Artifacts impacting the imaged tumor volume can be seen in conventional three-dimensional CT (3DCT) scans for planning of lung cancer radiotherapy but can be reduced with the use of respiration-correlated imaging, i.e., 4DCT or breathhold CT (BHCT) scans. The aim of this study was to compare delineated gross tumor volume (GTV) sizes in 3DCT, 4DCT, and BHCT scans of patients with lung tumors.
A total of 36 patients with 46 tumors referred for stereotactic radiotherapy of lung tumors were included. All patients underwent positron emission tomography (PET)/CT, 4DCT, and BHCT scans.

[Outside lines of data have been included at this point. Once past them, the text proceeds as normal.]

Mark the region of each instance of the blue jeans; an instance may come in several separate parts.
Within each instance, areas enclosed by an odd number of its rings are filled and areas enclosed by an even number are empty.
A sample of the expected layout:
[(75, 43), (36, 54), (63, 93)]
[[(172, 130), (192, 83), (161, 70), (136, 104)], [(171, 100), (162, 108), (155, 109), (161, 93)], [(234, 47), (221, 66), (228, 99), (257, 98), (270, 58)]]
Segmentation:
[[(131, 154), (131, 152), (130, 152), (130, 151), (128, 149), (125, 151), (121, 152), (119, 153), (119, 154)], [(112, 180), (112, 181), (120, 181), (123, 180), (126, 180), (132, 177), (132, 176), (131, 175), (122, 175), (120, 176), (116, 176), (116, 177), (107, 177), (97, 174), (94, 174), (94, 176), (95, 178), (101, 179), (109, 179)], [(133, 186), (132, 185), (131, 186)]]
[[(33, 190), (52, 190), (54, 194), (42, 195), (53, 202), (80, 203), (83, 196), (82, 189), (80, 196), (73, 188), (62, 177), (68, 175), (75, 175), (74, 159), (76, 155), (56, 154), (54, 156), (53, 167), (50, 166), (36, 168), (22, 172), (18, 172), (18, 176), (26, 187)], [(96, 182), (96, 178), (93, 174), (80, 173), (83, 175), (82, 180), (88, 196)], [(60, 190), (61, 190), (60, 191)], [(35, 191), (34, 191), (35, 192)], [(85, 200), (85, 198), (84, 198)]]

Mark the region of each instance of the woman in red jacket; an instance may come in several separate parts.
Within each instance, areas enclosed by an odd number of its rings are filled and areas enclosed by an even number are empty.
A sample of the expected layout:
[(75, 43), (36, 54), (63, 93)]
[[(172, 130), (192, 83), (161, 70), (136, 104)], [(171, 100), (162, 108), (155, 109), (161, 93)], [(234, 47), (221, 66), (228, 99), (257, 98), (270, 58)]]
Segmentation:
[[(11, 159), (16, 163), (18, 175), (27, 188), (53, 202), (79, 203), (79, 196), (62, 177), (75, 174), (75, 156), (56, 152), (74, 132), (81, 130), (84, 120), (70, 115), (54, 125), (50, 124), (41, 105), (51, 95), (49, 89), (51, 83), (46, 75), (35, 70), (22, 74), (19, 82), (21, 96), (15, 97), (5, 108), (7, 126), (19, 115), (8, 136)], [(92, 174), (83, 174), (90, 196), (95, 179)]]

GTVs in all CT scans of individual patients were delineated during one session by a single physician to minimize systematic delineation uncertainty. The GTV size from the BHCT was considered the closest to true tumor volume and was chosen as the reference. The reference GTV size was compared to GTV sizes in 3DCT, at midventilation (MidV), at end-inspiration (Insp), and at end-expiration (Exp) bins from the 4DCT scan.
The median BHCT GTV size was 4.9 cm(3) (0.1-53.3 cm(3)). Median deviation between 3DCT and BHCT GTV size was 0.3 cm(3) (-3.3 to 30.0 cm(3)), between MidV and BHCT size was 0.2 cm(3) (-5.7 to 19.7 cm(3)), between Insp and BHCT size was 0.3 cm(3) (-4.7 to 24.8 cm(3)), and between Exp and BHCT size was 0.3 cm(3) (-4.8 to 25.5 cm(3)). The 3DCT, MidV, Insp, and Exp median GTV sizes were all significantly larger than the BHCT median GTV size.
In the present study, the choice of CT method significantly influenced the delineated GTV size, on average, leading to an increase in GTV size compared to the reference BHCT. The uncertainty caused by artifacts is estimated to be in the same magnitude as delineation uncertainty and should be considered in the design of margins for radiotherapy.
在肺癌放射治疗计划的常规三维 CT(3DCT)扫描中,可以看到影响成像肿瘤体积的伪影,但可以使用呼吸相关成像(即 4DCT 或屏气 CT(BHCT)扫描)来减少这些伪影。本研究的目的是比较肺癌患者的 3DCT、4DCT 和 BHCT 扫描中勾画的大体肿瘤体积(GTV)大小。
共纳入 36 例 46 个肿瘤患者,这些患者均因肺癌行立体定向放疗。所有患者均行正电子发射断层扫描(PET)/CT、4DCT 和 BHCT 扫描。在一次会议中,由一位医生对每位患者的所有 CT 扫描进行 GTV 勾画,以尽量减少系统勾画不确定性。BHCT 的 GTV 大小被认为最接近真实肿瘤体积,被选为参考。参考 GTV 大小与 3DCT、4DCT 中的 midventilation(MidV)、end-inspiration(Insp)和 end-expiration(Exp)bins 的 GTV 大小进行比较。
BHCT GTV 大小的中位数为 4.9cm³(0.1-53.3cm³)。3DCT 与 BHCT GTV 大小之间的中位数偏差为 0.3cm³(-3.3 至 30.0cm³),MidV 与 BHCT 大小之间的中位数偏差为 0.2cm³(-5.7 至 19.7cm³),Insp 与 BHCT 大小之间的中位数偏差为 0.3cm³(-4.7 至 24.8cm³),Exp 与 BHCT 大小之间的中位数偏差为 0.3cm³(-4.8 至 25.5cm³)。3DCT、MidV、Insp 和 Exp 的 GTV 大小中位数均明显大于 BHCT 的 GTV 大小中位数。
在本研究中,CT 方法的选择显著影响了勾画的 GTV 大小,平均而言,与参考 BHCT 相比,GTV 大小会增加。由伪影引起的不确定性估计与勾画不确定性相当,在设计放射治疗的边缘时应考虑到这一点。